On Saturday April 5th, I was working in my yard. It was a warm humid day that invited one to stay outside. I was trimming grass around the driveway when I felt the familiar disassociation. The buzzing dizziness. Light-headedness. I stood up and took a deep breath, but the shock came. It rocked me down onto my knees and I felt my heart thumping wildly. For a minute it settled some, but I did not feel peaceful, things were not ok. I stood up again and the shock returned, two more times. This time it sat me all the way down onto the driveway. I sat bewildered, humiliated, angry. I saw an earthworm, squirming on the wet pavement. I yelled, "Damn it, I'm not an earthworm, God why are you treating me this way. I just want a new heart." All I could think was to swear.
Eventually, I made it inside. Friends came to take the kids and take me to the hospital. Marialice hadn't been home, but was called and came to find me. Our pastor came. They ran all the normal tests at the hospital. The nurse said, "you're much to young to have a defibrillator". Things were stabilized.

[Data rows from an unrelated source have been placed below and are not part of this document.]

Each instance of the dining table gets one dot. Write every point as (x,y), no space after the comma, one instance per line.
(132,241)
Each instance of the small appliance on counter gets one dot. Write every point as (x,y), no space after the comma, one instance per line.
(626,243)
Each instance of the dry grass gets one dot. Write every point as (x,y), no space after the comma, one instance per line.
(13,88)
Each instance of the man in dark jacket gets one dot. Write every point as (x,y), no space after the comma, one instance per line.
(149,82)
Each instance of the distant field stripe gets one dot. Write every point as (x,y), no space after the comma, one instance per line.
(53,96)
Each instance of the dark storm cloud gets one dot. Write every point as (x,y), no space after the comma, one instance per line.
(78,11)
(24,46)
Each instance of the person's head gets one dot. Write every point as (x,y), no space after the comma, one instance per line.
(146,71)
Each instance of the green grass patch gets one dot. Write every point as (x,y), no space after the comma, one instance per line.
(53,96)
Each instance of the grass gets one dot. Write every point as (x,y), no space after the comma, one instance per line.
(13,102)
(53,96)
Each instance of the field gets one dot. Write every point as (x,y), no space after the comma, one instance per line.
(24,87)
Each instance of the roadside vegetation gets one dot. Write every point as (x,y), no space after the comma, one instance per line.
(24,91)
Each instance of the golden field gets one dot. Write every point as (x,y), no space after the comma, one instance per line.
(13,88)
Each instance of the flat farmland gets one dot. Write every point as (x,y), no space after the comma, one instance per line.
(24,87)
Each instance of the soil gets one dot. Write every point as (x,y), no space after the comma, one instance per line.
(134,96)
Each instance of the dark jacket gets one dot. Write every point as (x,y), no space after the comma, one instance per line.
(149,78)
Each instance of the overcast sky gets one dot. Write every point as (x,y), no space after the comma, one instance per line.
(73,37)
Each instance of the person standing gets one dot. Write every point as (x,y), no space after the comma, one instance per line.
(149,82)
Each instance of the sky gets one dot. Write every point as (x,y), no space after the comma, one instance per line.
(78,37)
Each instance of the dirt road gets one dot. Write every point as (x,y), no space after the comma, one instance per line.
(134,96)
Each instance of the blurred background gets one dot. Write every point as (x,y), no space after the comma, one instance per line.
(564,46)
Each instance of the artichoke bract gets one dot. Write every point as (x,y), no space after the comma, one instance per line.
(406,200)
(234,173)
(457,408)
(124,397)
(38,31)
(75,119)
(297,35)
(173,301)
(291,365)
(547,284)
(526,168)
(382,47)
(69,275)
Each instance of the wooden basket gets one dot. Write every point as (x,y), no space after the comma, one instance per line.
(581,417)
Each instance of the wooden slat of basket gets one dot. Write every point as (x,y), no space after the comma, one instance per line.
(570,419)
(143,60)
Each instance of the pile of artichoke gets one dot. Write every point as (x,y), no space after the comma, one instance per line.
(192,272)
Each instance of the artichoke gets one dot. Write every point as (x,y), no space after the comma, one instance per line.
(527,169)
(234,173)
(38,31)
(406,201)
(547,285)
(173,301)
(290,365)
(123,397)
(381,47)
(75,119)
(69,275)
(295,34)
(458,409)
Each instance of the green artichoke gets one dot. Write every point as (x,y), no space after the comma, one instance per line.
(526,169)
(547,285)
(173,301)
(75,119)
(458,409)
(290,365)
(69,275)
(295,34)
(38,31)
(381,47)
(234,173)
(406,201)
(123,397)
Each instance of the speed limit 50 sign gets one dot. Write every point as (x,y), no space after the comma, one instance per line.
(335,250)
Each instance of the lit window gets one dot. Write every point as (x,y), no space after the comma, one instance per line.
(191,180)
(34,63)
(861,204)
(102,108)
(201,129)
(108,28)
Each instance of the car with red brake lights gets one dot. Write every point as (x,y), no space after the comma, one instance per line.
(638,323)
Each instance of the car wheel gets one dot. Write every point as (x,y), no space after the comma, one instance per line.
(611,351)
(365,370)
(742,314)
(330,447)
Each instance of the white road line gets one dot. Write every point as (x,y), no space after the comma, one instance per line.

When the techs in the ER read out the information on the device, they said the words V Fib. These are words I didn't remember hearing before. Ventricular Fibrillation is much scarier than Tachycardia - which is what I faced in October. Fibrillation can't sustain life very long. We assume that a VFib episode is what killed my Dad. This felt new and different, worse and worrying.
Marialice and I were much more raw as we faced this episode. I think we were able to express our emotions much more directly. She was able to express fear and anger to me because my initial thought had been to drive myself (and the kids) to the hospital, even when we have dozens of folks who are willing to help us out. The next day, I found I had to leave the church in the middle of worship. I couldn't sing "If it had not been for the Lord on my side, where would I be" and really mean it. I was really mad at God. Later that night we faced each other in prayer and cried as we called out to God for my life. The emotions were close to the surface, they weren't very easily managed away, they disrupted life in a powerful, hard way.
But when we talked to the nurse on Monday and she looked at the records found in my defibrillator, she told me that the episode was similar to the other 2 episodes I've had when the device has shocked me more than once. The V-Fib was not a new episode. That was good news. She also showed me that there have only been one or two episodes where my device has paced, and not actually gone into the full shock mode. Almost every day I have wondered "did something happen? What did I just feel? Should I sit down?" But the records show that very rarely, I mean very rarely, has something actually been happening. That really helps manage the fairly regular struggle with anxiety - which I struggle against every day.
This is all a comfort. It helps me to understand more about what is happening in my heart. I think I really can feel the pacing function when it happens. I know that the defibrillator is really working, and I know my heart isn't doing anything new, or more dangerous. This is all a comfort.
But this is all a really rotten situation. I live every day with fear, that my heart will go into a rhythm that can not be rectified. Every day I feel some tightness or pain in my chest and have to talk myself out of panic. My heart is sick, and though so much of myself is healthy, I am limited. This makes me mad.
But this has also been a rich time. I've prayed for years that I'd be more emotionally connected and genuine in my expression of what was going on inside. God is answering my prayers. I wasn't thinking of all this when I asked him to break my heart, but he is. I still feel like the disciples in the boat, in the middle of the sea of Galilee, very afraid in the middle of the storm. "Oh you of little faith" is still a very relevant challenge. But in the midst of my fear and my faithlessness I am crying out in new and deeper ways. I seen it with Marialice and I've seen it with my God. There is richness in this suffering.